Singapore mourns founding father with buns, dolls and exercise routines!
As tens of thousands of people pay their respects to the 91-year-old former prime minister’s remains in parliament ahead of his funeral on Sunday, a mini-industry inspired by Lee’s death has sprouted.
Singaporean food chain BreadTalk was forced to apologise after it was slammed online for introducing a new bun it called a tribute to Lee, promising that proceeds from sales would be given to charity.
“We regret that this product has caused much concern and appreciate the public’s feedback, which we take very seriously,” the company said on its Facebook page as it pulled the item off from its shelves.
Even a prominent young member of Lee’s ruling People’s Action Party (PAP) came under fire for naming an exercise routine he invented the LKY91, after the late leader’s initials and age.
One reader reminded the MP, Teo Ser Luck, on Facebook to be “sensible enough to know it is the mourning week for (the) whole nation”.
One tribute came in the form of an online petition on the website Change.org to rename Singapore’s famed Changi Airport to Lee Kuan Yew International Airport.
At least 758 people had signed the petition as of mid-afternoon Thursday.
A Singaporean artist, Christopher Pereira, who has been making Lee figurines since 2009, said business was brisk following the leader’s death.
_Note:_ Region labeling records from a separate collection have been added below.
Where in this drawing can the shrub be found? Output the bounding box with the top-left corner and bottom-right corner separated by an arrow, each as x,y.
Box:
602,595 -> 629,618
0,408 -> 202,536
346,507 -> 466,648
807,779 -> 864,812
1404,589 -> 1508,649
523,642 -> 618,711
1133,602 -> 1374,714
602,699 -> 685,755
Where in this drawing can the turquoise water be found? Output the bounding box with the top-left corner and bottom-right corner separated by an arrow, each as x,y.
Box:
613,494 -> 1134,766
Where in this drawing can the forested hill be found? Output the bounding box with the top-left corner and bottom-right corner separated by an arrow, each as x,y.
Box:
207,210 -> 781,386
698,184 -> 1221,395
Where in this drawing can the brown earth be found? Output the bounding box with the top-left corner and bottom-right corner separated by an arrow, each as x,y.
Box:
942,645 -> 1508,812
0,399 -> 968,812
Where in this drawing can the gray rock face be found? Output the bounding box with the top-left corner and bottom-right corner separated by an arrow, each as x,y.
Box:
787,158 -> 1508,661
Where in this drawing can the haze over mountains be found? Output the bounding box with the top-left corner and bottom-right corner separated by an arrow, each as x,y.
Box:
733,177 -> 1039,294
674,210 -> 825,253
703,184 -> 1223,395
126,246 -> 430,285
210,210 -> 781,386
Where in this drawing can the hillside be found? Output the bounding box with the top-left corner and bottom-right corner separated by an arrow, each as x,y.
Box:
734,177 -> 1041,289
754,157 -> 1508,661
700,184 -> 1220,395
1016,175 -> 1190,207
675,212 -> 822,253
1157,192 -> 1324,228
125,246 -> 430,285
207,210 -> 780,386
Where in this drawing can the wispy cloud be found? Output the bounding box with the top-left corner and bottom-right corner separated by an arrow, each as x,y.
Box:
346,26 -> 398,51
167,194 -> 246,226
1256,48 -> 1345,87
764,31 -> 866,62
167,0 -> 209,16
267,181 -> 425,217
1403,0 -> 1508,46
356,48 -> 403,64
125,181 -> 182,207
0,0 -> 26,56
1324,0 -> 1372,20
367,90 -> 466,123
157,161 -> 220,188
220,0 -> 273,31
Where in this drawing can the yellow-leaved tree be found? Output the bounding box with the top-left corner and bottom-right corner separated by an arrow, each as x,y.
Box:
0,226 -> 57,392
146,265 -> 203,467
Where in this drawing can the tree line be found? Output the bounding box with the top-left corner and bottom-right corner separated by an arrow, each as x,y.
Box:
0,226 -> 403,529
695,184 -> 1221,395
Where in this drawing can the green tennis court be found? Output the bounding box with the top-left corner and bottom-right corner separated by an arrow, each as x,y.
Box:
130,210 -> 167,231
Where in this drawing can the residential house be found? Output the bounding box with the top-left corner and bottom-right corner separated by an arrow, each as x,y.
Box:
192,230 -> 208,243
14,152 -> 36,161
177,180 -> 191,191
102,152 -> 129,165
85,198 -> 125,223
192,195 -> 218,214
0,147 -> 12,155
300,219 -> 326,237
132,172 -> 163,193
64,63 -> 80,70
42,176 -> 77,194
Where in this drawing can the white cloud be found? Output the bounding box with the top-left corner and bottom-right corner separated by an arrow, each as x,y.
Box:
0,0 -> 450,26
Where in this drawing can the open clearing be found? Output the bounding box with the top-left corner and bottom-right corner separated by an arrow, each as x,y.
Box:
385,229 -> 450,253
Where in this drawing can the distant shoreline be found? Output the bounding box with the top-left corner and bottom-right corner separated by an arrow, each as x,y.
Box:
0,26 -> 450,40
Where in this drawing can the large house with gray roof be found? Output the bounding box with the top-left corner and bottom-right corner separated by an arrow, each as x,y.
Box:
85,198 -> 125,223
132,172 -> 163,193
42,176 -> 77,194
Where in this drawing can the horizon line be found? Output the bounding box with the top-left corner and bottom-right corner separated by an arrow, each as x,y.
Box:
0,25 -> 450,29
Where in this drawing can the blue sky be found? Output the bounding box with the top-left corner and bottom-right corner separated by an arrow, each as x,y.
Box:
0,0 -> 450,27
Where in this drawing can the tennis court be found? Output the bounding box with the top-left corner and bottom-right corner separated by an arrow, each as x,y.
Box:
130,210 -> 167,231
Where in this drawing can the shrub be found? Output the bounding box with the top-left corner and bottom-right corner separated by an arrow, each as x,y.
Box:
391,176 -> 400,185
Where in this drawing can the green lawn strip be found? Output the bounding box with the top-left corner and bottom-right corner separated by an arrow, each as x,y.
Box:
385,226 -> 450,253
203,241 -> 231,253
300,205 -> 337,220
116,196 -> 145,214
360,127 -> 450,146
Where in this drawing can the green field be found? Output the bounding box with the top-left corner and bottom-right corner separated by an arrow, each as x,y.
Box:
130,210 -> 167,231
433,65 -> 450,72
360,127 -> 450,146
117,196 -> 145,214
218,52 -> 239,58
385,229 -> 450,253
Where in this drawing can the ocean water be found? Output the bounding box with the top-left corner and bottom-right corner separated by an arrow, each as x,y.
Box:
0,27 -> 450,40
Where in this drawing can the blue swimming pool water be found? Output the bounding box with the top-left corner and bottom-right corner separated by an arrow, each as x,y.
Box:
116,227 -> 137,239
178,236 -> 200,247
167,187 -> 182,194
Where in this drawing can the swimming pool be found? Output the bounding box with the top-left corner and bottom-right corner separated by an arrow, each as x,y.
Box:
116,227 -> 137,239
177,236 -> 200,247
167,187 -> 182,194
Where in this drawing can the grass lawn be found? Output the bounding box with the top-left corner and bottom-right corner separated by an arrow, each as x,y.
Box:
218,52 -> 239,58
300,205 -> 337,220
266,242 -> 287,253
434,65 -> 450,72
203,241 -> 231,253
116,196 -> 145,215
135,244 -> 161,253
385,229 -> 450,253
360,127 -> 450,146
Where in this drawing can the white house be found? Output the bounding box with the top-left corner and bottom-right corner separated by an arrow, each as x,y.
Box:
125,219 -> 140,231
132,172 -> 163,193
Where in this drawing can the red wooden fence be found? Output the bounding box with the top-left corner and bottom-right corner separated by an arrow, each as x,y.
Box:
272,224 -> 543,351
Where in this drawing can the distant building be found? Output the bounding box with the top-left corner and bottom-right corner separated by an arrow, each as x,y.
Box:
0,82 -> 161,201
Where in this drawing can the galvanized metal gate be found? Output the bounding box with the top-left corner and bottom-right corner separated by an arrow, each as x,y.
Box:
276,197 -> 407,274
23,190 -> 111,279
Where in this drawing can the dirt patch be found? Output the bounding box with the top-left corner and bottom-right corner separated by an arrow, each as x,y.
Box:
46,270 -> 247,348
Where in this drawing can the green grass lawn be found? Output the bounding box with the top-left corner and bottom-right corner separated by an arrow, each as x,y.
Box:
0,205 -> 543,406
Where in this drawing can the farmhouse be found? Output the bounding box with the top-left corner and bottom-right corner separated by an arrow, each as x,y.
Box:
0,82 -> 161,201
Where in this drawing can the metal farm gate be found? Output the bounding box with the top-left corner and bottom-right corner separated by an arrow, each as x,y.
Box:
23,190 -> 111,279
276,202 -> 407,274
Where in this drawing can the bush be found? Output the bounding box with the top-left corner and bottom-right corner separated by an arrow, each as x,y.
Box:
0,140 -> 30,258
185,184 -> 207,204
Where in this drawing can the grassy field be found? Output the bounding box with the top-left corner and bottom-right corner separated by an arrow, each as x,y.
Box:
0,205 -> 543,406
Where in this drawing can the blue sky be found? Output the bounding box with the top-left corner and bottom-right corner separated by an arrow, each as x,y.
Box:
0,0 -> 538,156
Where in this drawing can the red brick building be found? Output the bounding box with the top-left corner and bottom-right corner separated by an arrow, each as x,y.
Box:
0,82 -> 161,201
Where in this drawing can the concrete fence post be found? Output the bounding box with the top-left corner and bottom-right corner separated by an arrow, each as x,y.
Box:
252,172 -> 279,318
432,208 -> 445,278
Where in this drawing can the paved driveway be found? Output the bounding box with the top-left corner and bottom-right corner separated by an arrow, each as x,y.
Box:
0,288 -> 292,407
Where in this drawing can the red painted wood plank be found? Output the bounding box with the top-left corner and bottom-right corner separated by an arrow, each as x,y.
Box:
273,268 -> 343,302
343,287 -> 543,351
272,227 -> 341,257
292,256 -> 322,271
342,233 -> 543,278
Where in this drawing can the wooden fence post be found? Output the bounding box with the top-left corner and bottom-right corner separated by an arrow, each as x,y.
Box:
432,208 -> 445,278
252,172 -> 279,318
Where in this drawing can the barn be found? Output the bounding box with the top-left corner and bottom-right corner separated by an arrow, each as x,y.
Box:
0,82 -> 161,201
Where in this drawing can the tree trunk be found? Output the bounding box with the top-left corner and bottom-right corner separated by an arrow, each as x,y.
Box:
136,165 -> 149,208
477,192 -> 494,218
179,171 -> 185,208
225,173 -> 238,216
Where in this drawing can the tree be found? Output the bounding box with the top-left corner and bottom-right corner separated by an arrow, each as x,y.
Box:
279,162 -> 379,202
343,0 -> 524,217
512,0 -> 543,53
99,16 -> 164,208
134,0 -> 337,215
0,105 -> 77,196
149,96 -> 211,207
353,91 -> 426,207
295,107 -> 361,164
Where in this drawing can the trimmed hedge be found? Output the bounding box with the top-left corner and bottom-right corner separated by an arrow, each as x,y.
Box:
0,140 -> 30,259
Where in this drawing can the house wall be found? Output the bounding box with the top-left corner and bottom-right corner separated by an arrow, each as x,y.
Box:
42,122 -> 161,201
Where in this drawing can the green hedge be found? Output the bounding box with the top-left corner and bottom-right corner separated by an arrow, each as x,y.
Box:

He had set up a stall near parliament.
“Over the last few days, I have been getting an overwhelming number of orders, as people want to buy them as a tribute to him,” Pereira told AFP.
“Some have been crying on the phone. People are emotional during this period and they want a memento to remember him by,” added Pereira, whose humourous creations cost Sg$200-$g$8,000 ($146-$585) each.
The figurines come in three types, including one dubbed “Elvis Lee” after the US rock and roll legend.
Another is called “Mao Lee” after the Chinese communist leader.
“I’m sure Mr Lee, who lived through (the Elvis Presley) era had listened to Elvis’ songs like ‘Love me Tender’,” said Pereira.
Singaporeans also took to the Internet to express their grief. Many blacked out their Facebook profile pictures or adopted avatars with his portrait.
Some paid tribute with their tongue firmly in cheek.
Administrators of the satirical Facebook page SMRT Ltd (Feedback) posted an old photo of a youthful Lee posing with his wife, holding a cigarette in one hand and a glass in another.
“In memory of the original badass,” the page administrators wrote of the leader, who eventually became a health fanatic who neither smoked nor drank.
On photo-sharing platform Instagram, many shared artwork and caricatures of the revered leader.
Drawings of Lee reunited in the afterlife with his wife Kwa Geok Choo, who died in 2010, have also been circulating online.
One enthusiast painted the hood of his yellow Lotus sports car with the black ribbon featuring a silhouette of Lee’s face.